In the Chronicle interview, Joan Roughgarden, who was formerly known as
Jonathan, says that "The time has come to take a stand, to say that we, in all
our shapes and sizes, in all our gender expression, sexual orientations and body
parts, are healthy."
Evolution's Rainbow promotes a new theory of evolution. In it, Roughgarden
maintains that more than 300 species of vertebrates have sex with the same
gender and that there are gay sheep and lesbian lizards. He criticizes
psychologists who have pathologized "gender and sexuality-variant people" and
recommends social policies that protect and celebrate sexual diversity in our
culture.

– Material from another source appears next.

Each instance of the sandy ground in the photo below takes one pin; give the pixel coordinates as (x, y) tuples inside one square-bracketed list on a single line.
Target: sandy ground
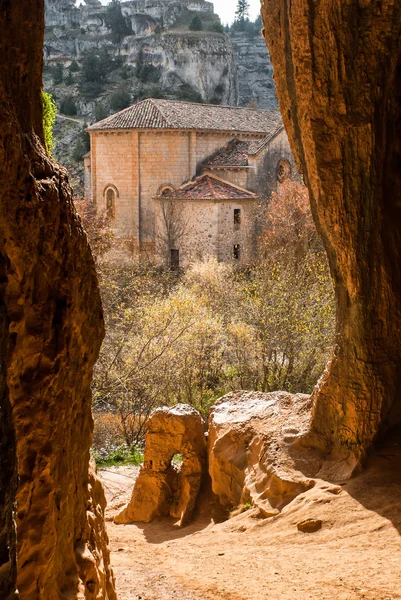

In addition, he has proposed that a "Statue of Diversity" be erected in
San Francisco harbor.
Roughgarten's book was reviewed in the May 14, 2004, issue of Science magazine
by Alison Jolly, a British biologist at the University of Sussex. In it, Jolly
quotes Roughgarden as saying: "When scientific theory says something's wrong
with so many people, perhaps the theory is wrong, not the people."
Roughgarten proposes a new theory of evolution called "social selection," in
which all members of a society are recognized--including those who pursue kin
selection instead of reproduction.
Roughgarten chronicles the history of individuals in history who are alleged to
have been transgendered individuals, including Joan of Arc. According to Jolly,
"Following the arguments of Leslie Feinberg, Roughgarten describes Joan of Arc
as 'a male-identified trans person' who chose to be burned alive rather than
wear women's clothing--and who was so convincingly masculine that her
executioners raked away the coals to display her naked body and remove people's
doubts that she was a woman.
Jolly observes: "She [Roughgarden] ends her text with an agenda, a list of what
she believes transgendered people want. It includes the desires 'to be cherished
as a normal part of human diversity'; 'to be treated with courtesy and dignity';
and 'to be respected as people, not bodies.'"
Jolly urges scientists to expand Darwinian evolution to include a more expansive
view of sexual diversity in our culture, including "biological bases of life
choices that do not lead to personal reproduction, as well as the malleability
of both sex and gender among other species."